O decreto é dos principais colunistas de moda do mundo, com endosso de gente que conta, como Anna Wintour e Donatella Versace. A vida é uma festa onde se entra sem ser convidado e se sai antes de terminar. Isto posto, a sugestão é adestrar a consciência e tentar ser lembrado por coisas úteis e o que envolve a consciência do coletivo. É muita gente pobre, é muita criança morrendo, são outras pandemias que o COVID  desabrochou para a nova reflexão… Todo mundo adora gente rica, rica de afeto, rica de educação, de gentileza. Gente rica de assunto, que não deixa a peteca cair. Gente que sacode a gente, puxa a corda, inventa o tempo e nos pōe para cima. Essa gente é que enriquece a gente.

O que eles estão pedindo é um cessar-fogo nessa exposição incontrolável das pessoas. Hoje, no entanto, toda lógica passa pelo “ estou aqui, prestem atenção em mim, não me esqueçam”. Guimarães Rosa chamou isso de viver em voz alta.
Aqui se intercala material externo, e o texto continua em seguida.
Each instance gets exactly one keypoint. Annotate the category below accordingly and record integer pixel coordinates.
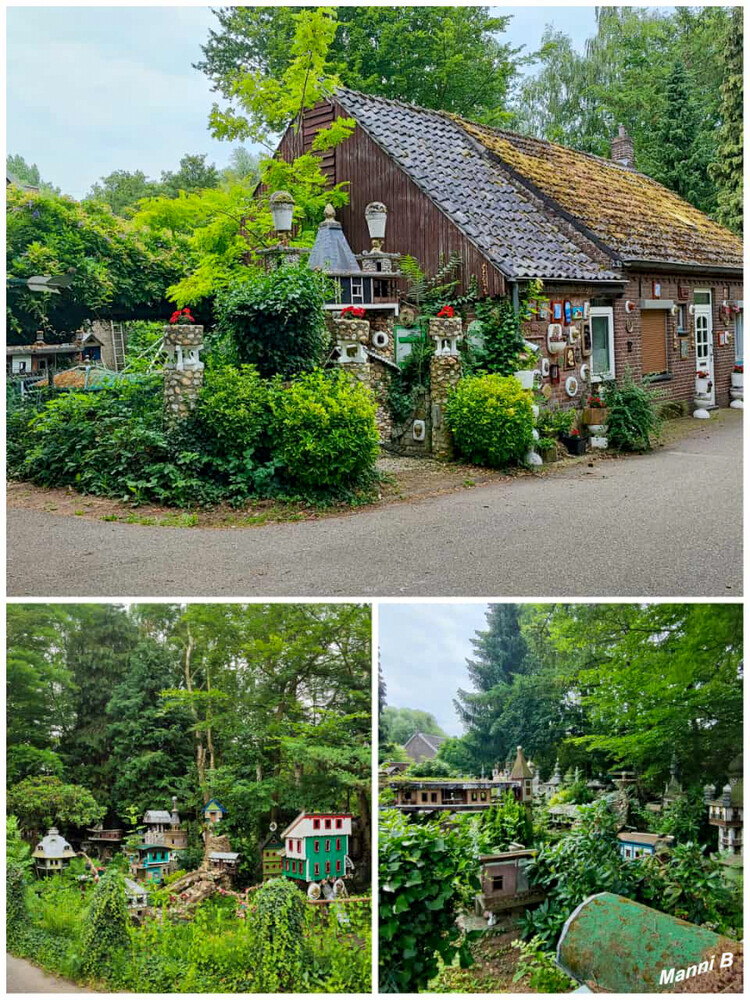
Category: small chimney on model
(622, 148)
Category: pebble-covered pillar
(445, 372)
(183, 372)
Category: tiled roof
(629, 212)
(510, 195)
(507, 223)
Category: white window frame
(609, 313)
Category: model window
(602, 342)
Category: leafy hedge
(491, 419)
(426, 875)
(313, 438)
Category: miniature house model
(316, 847)
(634, 845)
(463, 794)
(213, 811)
(164, 828)
(271, 851)
(52, 853)
(371, 285)
(725, 812)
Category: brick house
(650, 283)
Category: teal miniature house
(316, 847)
(152, 863)
(213, 811)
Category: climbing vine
(278, 948)
(106, 929)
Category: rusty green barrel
(616, 945)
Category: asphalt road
(666, 524)
(23, 977)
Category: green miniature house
(271, 851)
(316, 847)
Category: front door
(704, 338)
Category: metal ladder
(118, 345)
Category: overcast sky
(96, 89)
(423, 653)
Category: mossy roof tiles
(516, 197)
(628, 211)
(509, 224)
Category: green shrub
(491, 419)
(276, 321)
(277, 953)
(234, 408)
(106, 929)
(324, 431)
(632, 415)
(428, 873)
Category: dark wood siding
(416, 225)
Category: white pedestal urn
(737, 390)
(702, 397)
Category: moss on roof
(628, 211)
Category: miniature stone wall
(183, 372)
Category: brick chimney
(622, 148)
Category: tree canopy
(265, 707)
(450, 58)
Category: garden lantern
(376, 215)
(282, 209)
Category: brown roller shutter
(653, 341)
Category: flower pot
(595, 415)
(575, 444)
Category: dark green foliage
(427, 874)
(633, 420)
(727, 168)
(106, 929)
(412, 379)
(323, 430)
(117, 269)
(491, 419)
(503, 824)
(16, 912)
(316, 437)
(463, 65)
(279, 950)
(277, 320)
(234, 409)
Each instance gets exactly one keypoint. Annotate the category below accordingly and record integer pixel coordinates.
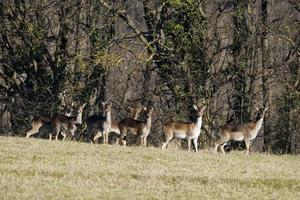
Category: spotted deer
(137, 127)
(100, 125)
(60, 124)
(243, 132)
(184, 130)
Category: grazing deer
(184, 130)
(139, 128)
(246, 131)
(58, 122)
(100, 125)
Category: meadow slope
(40, 169)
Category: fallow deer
(100, 125)
(62, 124)
(246, 131)
(134, 114)
(139, 128)
(184, 130)
(58, 122)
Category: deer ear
(195, 107)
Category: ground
(42, 169)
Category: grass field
(39, 169)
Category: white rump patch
(238, 136)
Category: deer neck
(108, 117)
(258, 124)
(199, 122)
(148, 122)
(79, 118)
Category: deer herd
(101, 125)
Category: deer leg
(247, 142)
(189, 144)
(64, 135)
(105, 137)
(165, 144)
(31, 132)
(222, 148)
(141, 141)
(218, 143)
(195, 141)
(56, 130)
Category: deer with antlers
(247, 131)
(137, 127)
(184, 130)
(61, 124)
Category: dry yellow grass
(39, 169)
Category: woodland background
(231, 55)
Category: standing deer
(246, 131)
(134, 114)
(58, 122)
(62, 124)
(184, 130)
(139, 128)
(100, 125)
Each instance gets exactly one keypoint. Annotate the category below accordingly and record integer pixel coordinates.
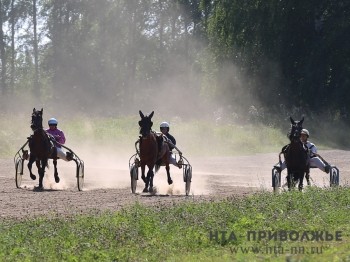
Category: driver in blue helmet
(164, 128)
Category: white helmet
(305, 132)
(53, 121)
(165, 124)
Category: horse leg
(167, 168)
(307, 176)
(30, 164)
(289, 180)
(150, 176)
(146, 180)
(143, 173)
(301, 181)
(57, 179)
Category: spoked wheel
(19, 172)
(187, 173)
(276, 180)
(134, 177)
(334, 176)
(80, 176)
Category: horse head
(145, 124)
(295, 131)
(37, 119)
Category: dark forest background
(234, 58)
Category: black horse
(41, 148)
(153, 152)
(296, 156)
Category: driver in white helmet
(315, 161)
(164, 128)
(59, 137)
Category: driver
(59, 137)
(315, 161)
(164, 128)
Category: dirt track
(107, 187)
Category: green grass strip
(192, 231)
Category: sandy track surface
(107, 186)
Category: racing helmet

É hora de trocar a comunicacao do “cá estou”, “fale comigo” seja como e onde for.   

“Se não retornarem eu entro em depressão”, é o grito dos desesperados. Estão permanentemente conectados com os outros a ponto de perder a conexão consigo próprios, algo compulsivo e insano. As pessoas se sentem agoniadas quando ficam fora de alcance. É como se o isolamento, o silêncio e a privacidade, expatriassem a criatura. É uma inversão total de percepção.

Só nos sentimos vivos quando associados pelos que estão de fora. Para sustentar este estado de coisas vem a ostentação, a era do egocentrismo e agora com a pandemia as pessoas acordam asfixiadas, enjoadas, sem ânimo e sem paciência para continuar sustentando a pose, correspondendo as expectativas, buscando metas irreais, vivendo de frente para o espelho e de costas para o mundo. A ordem é simplicidade, conforto, exibir luxo, riqueza ou sofisticação tornaram-se agressivos e de mau gosto.